I still like Richardson a lot. He's still the guy I'll probably support in the primary due to his work on my two most important issues (diplomacy over war, and energy).
And, yeah, he has a natural niche, and he has a knack for retail politics that can gain him support in the early states.
But ... there's just a total abdication of anything but celebrity journalism by our political press. It's extraordinary how content-free the coverage has gotten. I knew this before, but what's changed for me is that I don't think Obama can be brought down by a media backlash. Britney Spears still has many, many fans. And, to our country's great detriment, that's more of an analog to our political process than is the 1976 rise of Jimmy Carter. And I just don't think Obama will make any real mistake. He has rhetorical skills that are head and shoulder above any other politician for quite a few years.
Richardson is not sunk, but he's really got to thread a very small needle. He has to exceed expectations in Iowa against two super-stars and a third guy who's very well known and popular in the state, win Nevada (which is doable), and then do very well in NH (I'd say he needs to win it). So far, I don't see enough of an understanding of what plays in NH to think they can pull off the NH part of things. But there's still time ... so it's possible. But the Dean situation was pretty unusual.
I'm really coming around on Obama, regarding both his viability and my personal preferences. I don't think any rational assessment would call him the front-runner, but I just have a feeling he's going to take the nomination. He's really a top-flight rhetorical politician, and experience means far less than celebrity in today's campaigns.
His 1Q fundraising is probably going to be enormous. I don't think he'll catch Clinton right away, but it'll probably be closer than most think. His grass-roots organization will top Clinton's in passion and size. I think he'll do extremely well in NH. NH may be retail, but it's heavily personality-driven. And while Obama is probably the most progressive viable candidate in the race, his personality is extremely attractive to NH independents. I'm from NH, and everyone I talk to, from my Fox News-watching mother-in-law to my "libertarian" high school friend to my liberal sister, loves Obama. It's extraordinary.

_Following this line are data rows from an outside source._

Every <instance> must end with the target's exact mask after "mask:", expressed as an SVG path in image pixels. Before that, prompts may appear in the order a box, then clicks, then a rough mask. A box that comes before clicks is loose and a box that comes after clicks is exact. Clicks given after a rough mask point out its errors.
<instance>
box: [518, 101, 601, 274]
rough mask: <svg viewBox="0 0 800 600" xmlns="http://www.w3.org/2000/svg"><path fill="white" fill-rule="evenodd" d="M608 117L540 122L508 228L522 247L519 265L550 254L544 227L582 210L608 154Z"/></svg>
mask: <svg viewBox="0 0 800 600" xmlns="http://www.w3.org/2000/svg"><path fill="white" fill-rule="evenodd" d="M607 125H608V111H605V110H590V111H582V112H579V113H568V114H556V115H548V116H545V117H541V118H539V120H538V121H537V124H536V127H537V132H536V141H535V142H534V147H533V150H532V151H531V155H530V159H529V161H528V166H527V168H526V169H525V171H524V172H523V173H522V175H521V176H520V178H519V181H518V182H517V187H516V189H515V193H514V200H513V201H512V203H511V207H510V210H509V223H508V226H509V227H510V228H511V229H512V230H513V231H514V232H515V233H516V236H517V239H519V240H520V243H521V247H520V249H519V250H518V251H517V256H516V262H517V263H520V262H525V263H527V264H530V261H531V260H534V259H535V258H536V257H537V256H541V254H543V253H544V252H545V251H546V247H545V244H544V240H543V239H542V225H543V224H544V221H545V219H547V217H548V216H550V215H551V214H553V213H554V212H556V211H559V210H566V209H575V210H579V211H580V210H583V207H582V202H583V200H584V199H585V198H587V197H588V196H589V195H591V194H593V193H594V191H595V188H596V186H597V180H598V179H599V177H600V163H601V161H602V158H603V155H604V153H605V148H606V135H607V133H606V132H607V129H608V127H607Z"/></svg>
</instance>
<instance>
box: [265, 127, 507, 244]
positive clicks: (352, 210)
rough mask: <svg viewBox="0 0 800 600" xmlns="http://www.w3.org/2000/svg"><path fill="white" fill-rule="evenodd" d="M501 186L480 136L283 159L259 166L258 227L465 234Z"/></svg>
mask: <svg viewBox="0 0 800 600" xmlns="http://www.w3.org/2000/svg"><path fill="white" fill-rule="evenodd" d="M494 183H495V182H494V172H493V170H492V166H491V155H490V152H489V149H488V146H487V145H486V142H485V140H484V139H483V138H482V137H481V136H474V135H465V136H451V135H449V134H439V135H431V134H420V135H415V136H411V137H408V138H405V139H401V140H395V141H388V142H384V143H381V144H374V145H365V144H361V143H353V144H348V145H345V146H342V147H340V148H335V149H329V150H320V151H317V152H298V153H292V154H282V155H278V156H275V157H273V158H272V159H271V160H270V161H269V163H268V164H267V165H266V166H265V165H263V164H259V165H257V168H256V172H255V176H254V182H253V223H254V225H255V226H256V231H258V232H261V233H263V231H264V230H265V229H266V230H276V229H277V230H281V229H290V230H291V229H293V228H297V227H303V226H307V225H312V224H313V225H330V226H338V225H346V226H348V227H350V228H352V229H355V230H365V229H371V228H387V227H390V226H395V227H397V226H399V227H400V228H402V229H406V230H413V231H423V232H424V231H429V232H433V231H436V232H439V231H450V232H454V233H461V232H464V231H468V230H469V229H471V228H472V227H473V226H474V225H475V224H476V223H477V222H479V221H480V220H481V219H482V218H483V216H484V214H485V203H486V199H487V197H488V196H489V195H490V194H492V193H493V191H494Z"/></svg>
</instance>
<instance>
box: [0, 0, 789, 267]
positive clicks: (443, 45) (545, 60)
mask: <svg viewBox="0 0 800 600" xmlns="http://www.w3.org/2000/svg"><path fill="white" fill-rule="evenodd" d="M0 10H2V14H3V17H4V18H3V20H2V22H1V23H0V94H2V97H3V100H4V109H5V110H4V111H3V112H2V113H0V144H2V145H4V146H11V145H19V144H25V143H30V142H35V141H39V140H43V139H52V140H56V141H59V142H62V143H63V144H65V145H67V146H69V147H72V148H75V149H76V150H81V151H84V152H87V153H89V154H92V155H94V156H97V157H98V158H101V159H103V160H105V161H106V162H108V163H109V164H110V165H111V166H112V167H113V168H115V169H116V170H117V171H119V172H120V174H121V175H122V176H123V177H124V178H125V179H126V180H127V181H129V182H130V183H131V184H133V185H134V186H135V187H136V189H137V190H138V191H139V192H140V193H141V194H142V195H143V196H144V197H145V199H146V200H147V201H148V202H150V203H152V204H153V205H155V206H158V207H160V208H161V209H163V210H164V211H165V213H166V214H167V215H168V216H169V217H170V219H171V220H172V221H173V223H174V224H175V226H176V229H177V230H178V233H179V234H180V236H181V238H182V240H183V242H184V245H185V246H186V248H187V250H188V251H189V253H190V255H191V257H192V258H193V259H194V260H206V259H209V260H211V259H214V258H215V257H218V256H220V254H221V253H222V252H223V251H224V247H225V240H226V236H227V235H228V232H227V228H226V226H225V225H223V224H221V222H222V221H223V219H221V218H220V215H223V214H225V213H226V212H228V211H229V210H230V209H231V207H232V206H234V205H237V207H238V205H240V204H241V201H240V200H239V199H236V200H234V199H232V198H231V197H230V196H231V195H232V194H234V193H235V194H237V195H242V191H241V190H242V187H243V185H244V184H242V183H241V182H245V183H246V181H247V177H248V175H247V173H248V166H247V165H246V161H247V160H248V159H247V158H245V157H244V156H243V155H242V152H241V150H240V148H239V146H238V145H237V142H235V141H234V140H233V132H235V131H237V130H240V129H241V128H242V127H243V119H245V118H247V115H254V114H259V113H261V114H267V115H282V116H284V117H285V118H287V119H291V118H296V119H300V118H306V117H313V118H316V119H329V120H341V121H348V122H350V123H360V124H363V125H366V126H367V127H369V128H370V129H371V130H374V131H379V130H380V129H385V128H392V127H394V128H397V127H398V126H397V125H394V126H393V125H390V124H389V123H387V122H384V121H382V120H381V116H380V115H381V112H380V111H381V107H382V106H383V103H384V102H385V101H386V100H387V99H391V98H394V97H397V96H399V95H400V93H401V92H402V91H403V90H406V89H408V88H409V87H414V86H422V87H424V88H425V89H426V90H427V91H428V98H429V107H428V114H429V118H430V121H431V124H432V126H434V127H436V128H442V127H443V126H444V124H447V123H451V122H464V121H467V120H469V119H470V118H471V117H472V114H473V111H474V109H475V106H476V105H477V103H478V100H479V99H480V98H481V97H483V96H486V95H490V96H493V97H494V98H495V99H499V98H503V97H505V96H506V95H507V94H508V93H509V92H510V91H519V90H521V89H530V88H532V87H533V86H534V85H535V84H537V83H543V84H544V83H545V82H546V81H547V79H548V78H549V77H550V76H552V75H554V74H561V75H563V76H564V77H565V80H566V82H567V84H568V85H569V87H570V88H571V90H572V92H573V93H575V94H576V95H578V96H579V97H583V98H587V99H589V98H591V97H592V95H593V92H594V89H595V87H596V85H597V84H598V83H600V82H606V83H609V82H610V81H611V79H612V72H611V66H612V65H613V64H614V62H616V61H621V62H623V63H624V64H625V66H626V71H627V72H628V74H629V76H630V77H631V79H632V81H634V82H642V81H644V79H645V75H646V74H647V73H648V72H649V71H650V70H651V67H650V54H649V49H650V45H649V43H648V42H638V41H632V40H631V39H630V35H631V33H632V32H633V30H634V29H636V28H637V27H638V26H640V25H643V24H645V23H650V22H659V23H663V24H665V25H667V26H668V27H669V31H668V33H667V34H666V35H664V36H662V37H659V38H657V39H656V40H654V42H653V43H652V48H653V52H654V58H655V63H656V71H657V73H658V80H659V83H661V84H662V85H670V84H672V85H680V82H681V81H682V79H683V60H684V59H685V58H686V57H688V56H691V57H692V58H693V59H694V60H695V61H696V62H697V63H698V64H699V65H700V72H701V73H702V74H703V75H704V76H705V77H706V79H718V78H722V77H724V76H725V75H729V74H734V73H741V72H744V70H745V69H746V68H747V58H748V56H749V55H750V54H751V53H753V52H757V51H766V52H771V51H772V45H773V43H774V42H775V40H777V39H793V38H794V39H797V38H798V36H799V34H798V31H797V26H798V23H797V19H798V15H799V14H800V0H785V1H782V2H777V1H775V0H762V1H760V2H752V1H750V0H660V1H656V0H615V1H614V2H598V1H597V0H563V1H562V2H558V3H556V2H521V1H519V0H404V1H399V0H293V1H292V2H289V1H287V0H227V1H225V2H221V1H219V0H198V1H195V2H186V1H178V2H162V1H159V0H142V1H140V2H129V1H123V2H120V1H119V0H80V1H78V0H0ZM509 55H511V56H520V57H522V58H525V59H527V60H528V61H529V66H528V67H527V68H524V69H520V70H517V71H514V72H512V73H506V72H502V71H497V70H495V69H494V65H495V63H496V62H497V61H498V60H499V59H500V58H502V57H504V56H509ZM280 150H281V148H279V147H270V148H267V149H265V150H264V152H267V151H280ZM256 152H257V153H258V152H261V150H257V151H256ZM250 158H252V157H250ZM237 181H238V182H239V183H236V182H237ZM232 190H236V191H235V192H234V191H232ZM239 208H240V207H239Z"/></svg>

It's too early to say this, but as it looks now, if Obama wins Iowa, he takes the nomination. Even if he doesn't, I like his chances. I used to think Richardson had a decent shot to break into the top tier, but I just don't see Obama giving up enough oxygen to allow that to happen. He's charismatic enough to still be interesting a year from now.
But what has he done to make that happen? And I don't mean that as a slam on Edwards at all ... he has enough to do building his campaign infrastructure. Which is my point ... Edwards and Obama and Richardson are saying good things, but they aren't providing any pressure on the process besides rhetorical pressure.